Never. Again.

Once in the while, I get the idea in my head that I’d like to learn how to roast chicken. Sometimes I buy cookbooks that will teach me how to do it. Sometimes I buy a meat thermometer (that apparently lies).

Sometimes I buy a bunch of chicken parts, put it in the oven, attempt to follow the directions, and end up a) eating some of the chicken before realizing it isn’t cooked through and b) mutilating the chicken in the process of testing it to see if it’s cooked through.

Sometimes those nights are tonight, and I hope I won’t die of salmonella poisoning.

It almost didn’t have to be this way. I was going to make a wonderful recipe of poached chicken . I stole the recipe from my own mother — ripped it out of her Whole Living magazine — and slyly brought it all the way back from Cleveland. It’s a recipe I understand: a soup pot and a bunch of water, set to simmer for a certain period of time.

During lunch today, I went to the SF Farmer’s Market to pick up all the ingredients. I made the mistake (in hindsight) of going to Sur La Table to buy a meat cleaver, thinking I’d need it to hack up the chicken into parts when it was done cooking.

The attractive knife counter clerk, who happened to be a chef, asked what I was making. I told him, “a poached chicken.” A look crossed his face like he’d never heard of these words and he asked, “Why?”

I defended my recipe: it’s poached chicken! It’s from frickin’ Martha Stewart! (Whole Living is her “earthy” mag.) And yet he didn’t trust it. He persuaded me that this was a terrible idea — first of all, what the hell is poached chicken? The meat will lose all flavor. The skin will get all soggy. (I’m taking off the skin - duh!!) Why not roast it?

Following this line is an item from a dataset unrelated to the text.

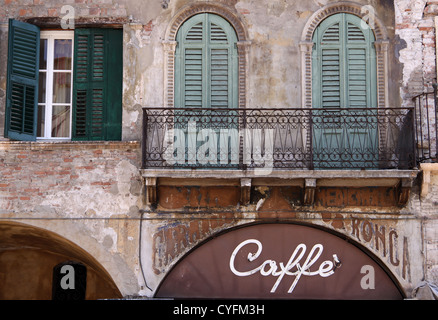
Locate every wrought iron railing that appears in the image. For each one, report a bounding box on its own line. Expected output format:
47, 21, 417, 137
142, 108, 416, 170
412, 84, 438, 162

Why NOT roast it! At the time, this made complete sense. Why wouldn’t I be capable of roasting a chicken? Determined, I went to the meat counter at the Golden Gate Meat Company. I “chickened” out (I’m sorry) on buying the whole bird, and instead got a couple of split breasts and three legs, all with bones in and skin on.

However, come face to face — AGAIN! — with the process of roasting chicken, here is why I am hereby unfit to roast a damn chicken (or its parts):

1. I don’t own the proper equipment. I put a roasting tray in a Corning Ware dish. It didn’t fit properly. The chicken sat awkwardly on the top. When I later tried to test the chicken for readiness, it wobbled uncertainly on the precariously perched roasting tray, and my vegetables toppled underneath.

2. I don’t possess a proper meat thermometer. When the chicken had been in a few minutes short of the timer, I pulled it out to test it. Not only did my thermometer reach the proper 165 degree mark, but it passed it, leading me to believe that my chicken was not only done but over done.

3. I do not know how to carve a chicken. Or even a bone-in breast. Once I tested it with the thermometer, I proceeded to also tested it by cutting into the chicken to see visually if it was done. However, I do not understand how this system works for anyone. In one place, the chicken was done, but as I later discovered after eating a portion of what seems to have been undercooked chicken, another section was completely and noticeably undercooked. This is why I mangle large pieces of meat. Unless I slice and mutilate the entire hunk of meat, how will I know if it’s cooked through? And by then, from looking at it, who wants it?!?

4. For some reason, I tend to think I should actually eat a piece of the meat to test it for done-ness. For someone who doesn’t know how to properly cook a chicken, this is a dangerous business. Tonight I regrettably ate a good portion before realizing I was about to die.

And this, my friends, is why this blog is named Souper Freak and not Chicken Roasting Freak. I am much more comfortable with stewing shredded meat — or no meat at all! — until it’s absolutely positively done in a nice, beautiful, safe soup than pretending I know what I’m doing with a roasting pan and a bird.

Please pray for me that I don’t succumb to Salmonella!